As a curator Leafa distinguished herself through the group exhibition,
Dolly mix (w) rapper (2002) thanks to the efforts of Jakki Leota-Ete who
was the institutional curator Pasifika and Maori at Waikato Museum at
that time. This exhibition revealed and embraced the diversity of
Samoan experience and art practice and stands as the first and most
comprehensive exhibition of Contemporary Samoan woman artists to date.
As both curator and artist Leafa continues to juxtapose dichotomies and
difference, bringing into proximity disparate elements, artists of
varied ethnic and cultural backgrounds. Working in different contexts, genres and mediums, she states; "I am looking for the utopia of perfect race relations - an ideal and perfect place where everyone lives in harmony."

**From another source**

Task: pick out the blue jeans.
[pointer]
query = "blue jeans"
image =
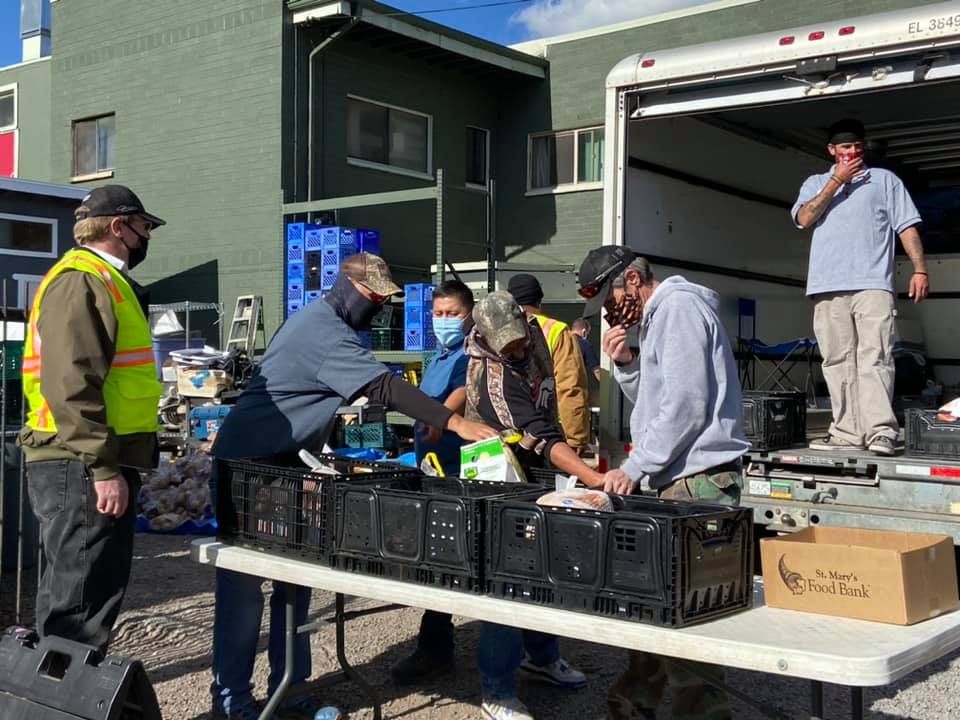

More recently (2008), Leafa has worked on a variety of collective projects in Kirikiriroa-Hamilton, with the UNDERWATER COLLECTIVE - in a stencil art show entitled 'Post-digital Primitive' and with the New Friends Contemporary Art Space she was the subject of scrutiny as a savage Loga Erasuk in her show ANTRHO.101 which was a performance based work including Dr Nichola Harcourt and Faith Wilson acting as anthropologists and religiolists. Exhibitions during 2006 include Ich Helsse Olga Hedwig Krause (Burke Museum - University of Washington, Seattle, Sofa Gallery, Christchurch), and the group exhibition Delineate (Chartwell Gallery), challenging the way drawing often becomes a pivot around which an artist's talent is measured. In October she toured works from her exhibition Ich Helsse Olga Hedwig Krause through Australia and gave a presentation at Griffiths College of Art, Griffith University,Brisbane on herself/ body as a discursive site in the seminar series Art in Arcadia. Leafa also works as Contemporary Art Curator at the Waikato Museum Te Whare Taonga o Waikato.